Just a few days ago I ran across an online discussion in which a mom blurted out that infant formula was “just as good as breastmilk”, since it contains the same nutrients. She wasn’t able to breastfeed her baby because of the medication she was taking, and thought formula worked just fine. In a way, she’s absolutely correct. Infant formula does what it’s supposed to do: it feeds babies with the basic proper nutrients and helps them grow. And for mothers who have physical limitations to nursing, formula can be a life saver.
The truth is, 90% of mothers don’t have these limitations, yet only 75% of them choose to breastfeed after birth. The numbers trickle down quickly and only about 25% of moms still breastfeed after six months. This is sad news because even though breastmilk and infant formula share many similar nutrients, breastmilk offers many more valuable ingredients that will never make it into industrially-processed formula (see chart on the right).

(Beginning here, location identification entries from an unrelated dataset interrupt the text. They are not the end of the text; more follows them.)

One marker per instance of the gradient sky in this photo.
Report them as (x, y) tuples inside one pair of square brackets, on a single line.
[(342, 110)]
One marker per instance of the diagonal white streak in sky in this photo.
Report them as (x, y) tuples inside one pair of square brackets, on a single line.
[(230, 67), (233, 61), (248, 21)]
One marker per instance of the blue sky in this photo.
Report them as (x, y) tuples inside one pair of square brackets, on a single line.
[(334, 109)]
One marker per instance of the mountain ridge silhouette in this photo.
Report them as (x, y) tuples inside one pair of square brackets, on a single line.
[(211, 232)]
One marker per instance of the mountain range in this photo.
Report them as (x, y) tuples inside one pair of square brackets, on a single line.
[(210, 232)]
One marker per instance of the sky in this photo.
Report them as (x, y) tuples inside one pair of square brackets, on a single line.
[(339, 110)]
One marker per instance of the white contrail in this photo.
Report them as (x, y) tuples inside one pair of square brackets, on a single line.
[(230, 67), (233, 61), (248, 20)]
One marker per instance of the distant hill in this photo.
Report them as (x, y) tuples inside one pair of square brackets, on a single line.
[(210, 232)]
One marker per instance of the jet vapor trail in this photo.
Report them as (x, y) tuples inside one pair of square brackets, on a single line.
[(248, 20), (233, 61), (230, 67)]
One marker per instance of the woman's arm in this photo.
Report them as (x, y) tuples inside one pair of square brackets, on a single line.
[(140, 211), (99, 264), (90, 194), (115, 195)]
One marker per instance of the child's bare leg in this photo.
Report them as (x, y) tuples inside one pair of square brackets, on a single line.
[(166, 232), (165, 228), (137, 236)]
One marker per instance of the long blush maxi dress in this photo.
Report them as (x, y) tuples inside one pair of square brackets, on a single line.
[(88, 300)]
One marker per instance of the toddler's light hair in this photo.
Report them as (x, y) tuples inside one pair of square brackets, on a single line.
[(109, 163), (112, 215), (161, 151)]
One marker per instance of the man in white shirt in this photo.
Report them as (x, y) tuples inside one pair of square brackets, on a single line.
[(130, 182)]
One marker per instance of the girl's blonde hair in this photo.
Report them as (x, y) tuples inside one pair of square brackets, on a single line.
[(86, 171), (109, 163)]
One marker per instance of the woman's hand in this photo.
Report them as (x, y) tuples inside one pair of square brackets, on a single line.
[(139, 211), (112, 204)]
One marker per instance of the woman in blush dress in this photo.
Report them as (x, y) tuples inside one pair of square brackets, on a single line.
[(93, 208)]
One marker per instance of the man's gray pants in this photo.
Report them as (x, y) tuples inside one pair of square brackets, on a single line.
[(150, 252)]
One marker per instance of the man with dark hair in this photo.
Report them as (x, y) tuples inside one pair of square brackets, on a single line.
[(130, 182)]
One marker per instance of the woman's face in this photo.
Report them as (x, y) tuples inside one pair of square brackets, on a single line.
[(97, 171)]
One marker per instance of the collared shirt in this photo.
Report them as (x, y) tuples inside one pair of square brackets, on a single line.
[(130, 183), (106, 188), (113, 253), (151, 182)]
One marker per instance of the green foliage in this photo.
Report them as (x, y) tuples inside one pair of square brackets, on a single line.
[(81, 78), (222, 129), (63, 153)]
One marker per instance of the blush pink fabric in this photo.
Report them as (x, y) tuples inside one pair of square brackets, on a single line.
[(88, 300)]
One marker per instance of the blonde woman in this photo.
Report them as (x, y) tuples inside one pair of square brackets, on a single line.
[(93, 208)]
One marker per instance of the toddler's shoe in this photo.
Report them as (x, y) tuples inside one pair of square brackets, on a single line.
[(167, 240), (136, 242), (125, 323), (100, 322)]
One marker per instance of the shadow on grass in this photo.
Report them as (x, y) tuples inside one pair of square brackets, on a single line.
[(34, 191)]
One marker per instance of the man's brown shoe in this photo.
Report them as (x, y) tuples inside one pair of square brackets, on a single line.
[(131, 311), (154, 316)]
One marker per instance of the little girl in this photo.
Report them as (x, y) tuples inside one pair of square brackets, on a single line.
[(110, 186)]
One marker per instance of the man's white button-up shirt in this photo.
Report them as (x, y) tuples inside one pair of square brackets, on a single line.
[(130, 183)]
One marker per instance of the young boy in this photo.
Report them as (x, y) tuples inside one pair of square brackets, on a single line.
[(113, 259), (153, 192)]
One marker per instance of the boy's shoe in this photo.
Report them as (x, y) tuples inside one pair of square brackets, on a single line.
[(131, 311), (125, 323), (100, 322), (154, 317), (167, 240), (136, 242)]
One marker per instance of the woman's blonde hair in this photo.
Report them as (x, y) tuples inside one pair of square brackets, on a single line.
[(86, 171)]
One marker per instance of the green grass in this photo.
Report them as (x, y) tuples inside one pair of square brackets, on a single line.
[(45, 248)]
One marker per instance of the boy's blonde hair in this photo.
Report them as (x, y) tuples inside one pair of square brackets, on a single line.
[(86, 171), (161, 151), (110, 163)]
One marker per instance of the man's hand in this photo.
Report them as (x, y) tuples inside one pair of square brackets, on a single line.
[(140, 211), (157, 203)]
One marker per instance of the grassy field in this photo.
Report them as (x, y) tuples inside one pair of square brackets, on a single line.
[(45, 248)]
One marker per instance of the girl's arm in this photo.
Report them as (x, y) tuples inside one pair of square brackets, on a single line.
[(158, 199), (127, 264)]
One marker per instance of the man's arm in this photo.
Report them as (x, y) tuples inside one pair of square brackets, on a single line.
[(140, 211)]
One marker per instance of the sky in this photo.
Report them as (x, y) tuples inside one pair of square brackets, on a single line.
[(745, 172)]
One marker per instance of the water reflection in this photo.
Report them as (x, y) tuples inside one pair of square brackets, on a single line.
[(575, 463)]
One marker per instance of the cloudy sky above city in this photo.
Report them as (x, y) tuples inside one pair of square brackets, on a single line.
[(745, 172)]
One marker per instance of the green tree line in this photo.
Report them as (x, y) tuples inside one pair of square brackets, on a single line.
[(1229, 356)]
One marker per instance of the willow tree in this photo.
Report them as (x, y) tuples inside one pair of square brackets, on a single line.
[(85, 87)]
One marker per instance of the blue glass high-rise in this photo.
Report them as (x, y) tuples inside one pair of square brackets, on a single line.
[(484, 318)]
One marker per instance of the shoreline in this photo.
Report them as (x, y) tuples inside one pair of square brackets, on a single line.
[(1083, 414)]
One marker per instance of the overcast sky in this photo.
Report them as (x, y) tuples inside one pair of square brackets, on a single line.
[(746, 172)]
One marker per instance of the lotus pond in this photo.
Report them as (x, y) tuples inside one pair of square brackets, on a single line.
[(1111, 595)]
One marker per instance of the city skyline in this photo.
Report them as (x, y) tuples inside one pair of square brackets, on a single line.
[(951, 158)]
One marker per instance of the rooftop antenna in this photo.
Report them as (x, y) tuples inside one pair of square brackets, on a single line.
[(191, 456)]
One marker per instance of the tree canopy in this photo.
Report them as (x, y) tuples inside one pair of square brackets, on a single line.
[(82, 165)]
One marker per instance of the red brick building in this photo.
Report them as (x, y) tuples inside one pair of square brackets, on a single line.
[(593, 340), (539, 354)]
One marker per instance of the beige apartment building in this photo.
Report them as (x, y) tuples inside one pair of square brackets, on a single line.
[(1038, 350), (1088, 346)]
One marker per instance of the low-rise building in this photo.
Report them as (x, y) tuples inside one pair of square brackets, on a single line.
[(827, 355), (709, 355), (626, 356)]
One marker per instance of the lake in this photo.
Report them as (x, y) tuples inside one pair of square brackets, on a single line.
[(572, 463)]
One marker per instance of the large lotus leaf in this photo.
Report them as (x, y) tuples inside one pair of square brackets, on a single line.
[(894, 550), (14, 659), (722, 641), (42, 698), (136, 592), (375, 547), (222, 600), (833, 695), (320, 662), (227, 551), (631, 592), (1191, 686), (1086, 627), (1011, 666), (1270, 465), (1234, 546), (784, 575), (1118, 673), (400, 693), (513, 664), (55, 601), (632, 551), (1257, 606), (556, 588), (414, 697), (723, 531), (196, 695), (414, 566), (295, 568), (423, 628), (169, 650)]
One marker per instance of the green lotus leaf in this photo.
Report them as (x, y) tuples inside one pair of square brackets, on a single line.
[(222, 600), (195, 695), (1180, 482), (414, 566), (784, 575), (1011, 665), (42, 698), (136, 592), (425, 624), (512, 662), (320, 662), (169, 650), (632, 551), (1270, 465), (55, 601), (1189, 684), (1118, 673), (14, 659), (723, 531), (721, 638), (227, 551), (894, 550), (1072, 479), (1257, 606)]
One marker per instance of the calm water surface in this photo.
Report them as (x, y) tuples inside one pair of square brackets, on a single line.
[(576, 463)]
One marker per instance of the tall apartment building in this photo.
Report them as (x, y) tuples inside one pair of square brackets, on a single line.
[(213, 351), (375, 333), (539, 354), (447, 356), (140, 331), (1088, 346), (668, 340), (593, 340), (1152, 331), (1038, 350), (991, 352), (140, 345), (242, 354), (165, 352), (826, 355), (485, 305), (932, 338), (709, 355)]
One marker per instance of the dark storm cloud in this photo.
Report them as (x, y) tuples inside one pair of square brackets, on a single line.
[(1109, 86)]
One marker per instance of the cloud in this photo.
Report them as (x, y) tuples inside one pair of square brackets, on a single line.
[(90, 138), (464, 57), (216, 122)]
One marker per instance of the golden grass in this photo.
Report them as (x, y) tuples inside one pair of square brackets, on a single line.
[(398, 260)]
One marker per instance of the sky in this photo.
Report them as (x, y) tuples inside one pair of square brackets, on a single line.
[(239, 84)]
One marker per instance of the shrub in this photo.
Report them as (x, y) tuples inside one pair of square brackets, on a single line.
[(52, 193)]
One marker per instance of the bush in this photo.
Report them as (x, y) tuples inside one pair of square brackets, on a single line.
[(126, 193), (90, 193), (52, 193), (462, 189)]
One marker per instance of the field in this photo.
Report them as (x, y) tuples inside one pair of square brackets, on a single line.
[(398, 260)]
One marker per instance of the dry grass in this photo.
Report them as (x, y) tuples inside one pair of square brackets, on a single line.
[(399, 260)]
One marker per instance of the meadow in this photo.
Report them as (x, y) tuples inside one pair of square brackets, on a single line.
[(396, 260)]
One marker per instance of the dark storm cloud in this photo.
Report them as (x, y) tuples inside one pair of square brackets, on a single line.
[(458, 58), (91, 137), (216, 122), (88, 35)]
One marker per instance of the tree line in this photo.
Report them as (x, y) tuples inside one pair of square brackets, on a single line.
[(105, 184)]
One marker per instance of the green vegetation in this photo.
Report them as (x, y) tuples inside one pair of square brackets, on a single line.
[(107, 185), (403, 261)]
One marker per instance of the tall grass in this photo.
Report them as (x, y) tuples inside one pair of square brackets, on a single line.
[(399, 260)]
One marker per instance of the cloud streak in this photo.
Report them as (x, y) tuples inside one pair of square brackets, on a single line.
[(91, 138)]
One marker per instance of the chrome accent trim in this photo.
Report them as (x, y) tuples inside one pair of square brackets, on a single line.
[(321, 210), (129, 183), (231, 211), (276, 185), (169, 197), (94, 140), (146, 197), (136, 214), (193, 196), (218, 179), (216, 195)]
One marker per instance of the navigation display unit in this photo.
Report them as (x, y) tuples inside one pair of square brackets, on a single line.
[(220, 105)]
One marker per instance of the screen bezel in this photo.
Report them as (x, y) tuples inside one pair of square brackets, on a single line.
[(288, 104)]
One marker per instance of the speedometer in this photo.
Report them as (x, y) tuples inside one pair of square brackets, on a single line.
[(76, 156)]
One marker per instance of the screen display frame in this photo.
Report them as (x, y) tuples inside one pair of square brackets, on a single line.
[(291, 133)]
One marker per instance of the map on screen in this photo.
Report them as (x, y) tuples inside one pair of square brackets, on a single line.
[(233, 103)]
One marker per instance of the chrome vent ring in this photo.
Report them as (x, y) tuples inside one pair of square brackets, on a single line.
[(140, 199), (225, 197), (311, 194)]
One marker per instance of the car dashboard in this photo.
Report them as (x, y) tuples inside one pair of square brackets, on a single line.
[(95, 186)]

I think all moms who have breastfed their babies for a year or more will tell you the same. Yes, nursing is a tough habit to pick up. It does take a lot of practice, for both mom and baby. It does require commitment and huge amounts of support, especially from your partner, your family, nurses and pediatricians. Breastfeeding is a challenge, but one that women around the world have taken on for tens of thousands of years. And breastfeeding is usually cheaper than formula. A mother will spend a few hundred dollars in extra food for herself and possibly a breastpump, but it doesn’t compare to the average $1500 spent on infant formula for the first year.
With infant formula manufacturing companies heavily marketing their products (after all, they do make billions of dollars from it yearly!), 80% of hospitals releasing new moms with formula samples in their diaper bags, and an overall lack of education and support, making the choice to breastfeed is an uphill battle. And honestly, it shouldn’t be this difficult to do what our bodies were meant to do. But in 2011 it seems to be harder than ever.
If you’ve nursed your own babies and believe in the value of breastmilk, look around you and see who could use your help. Sometimes, one highly supportive person is all it takes to put a new mom on the right track.
As Mother Theresa once said, “Never worry about numbers. Help one person at a time, and always start with the person nearest you.”